Ma sœur était belle, longue et mince, le teint clair poudré juste assez pour que je dise « Tu sens bon » en passant près d’elle. Elle haussait les épaules, vite excédée, me repoussait si je voulais caresser le tissu de sa robe rose ou voir de plus près le diadème à la mode cette année-là. En fait, elle me l’avoua beaucoup, beaucoup plus tard, j’étais l’empêcheuse de danser, d’aller au théâtre, au cinéma, de sortir le samedi soir, de rencontrer l’amour, en somme ! Moi, bien sûr, je croyais seulement qu’elle avait un drôle de caractère et puis je n’y pensais plus.
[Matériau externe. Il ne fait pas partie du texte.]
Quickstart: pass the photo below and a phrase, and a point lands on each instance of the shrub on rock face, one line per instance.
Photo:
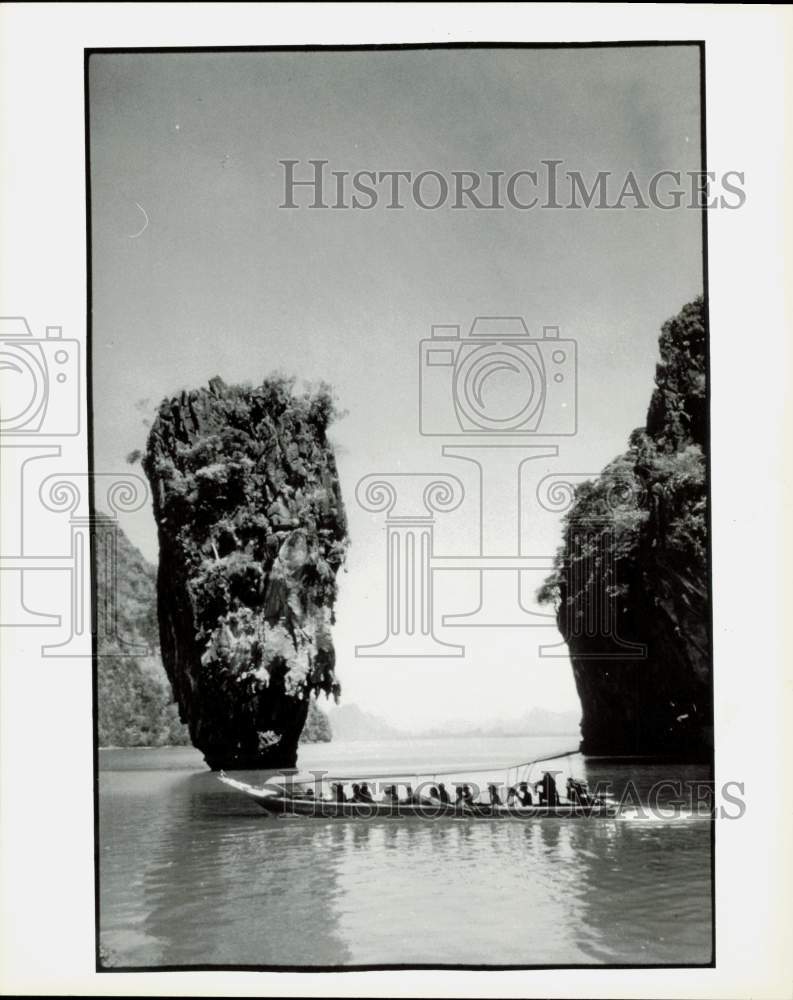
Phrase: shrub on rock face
(252, 534)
Mais ce soir du 31 décembre, elle rayonnait.
A peine installée à la table réservée, un garçon s’inclina : « Vous permettez, Madame ? » et maman permit. Ma sœur s’envola. Dans mon fauteuil, je tournais le dos à la piste mais dans les grands miroirs qui tapissaient la salle et reflétaient les lustres illuminés, je suivais d’un œil attentif le défilé des cavaliers qui s’empressaient vers nous.
- Regarde, maman, comme il est laid , il a l’air d’un singe...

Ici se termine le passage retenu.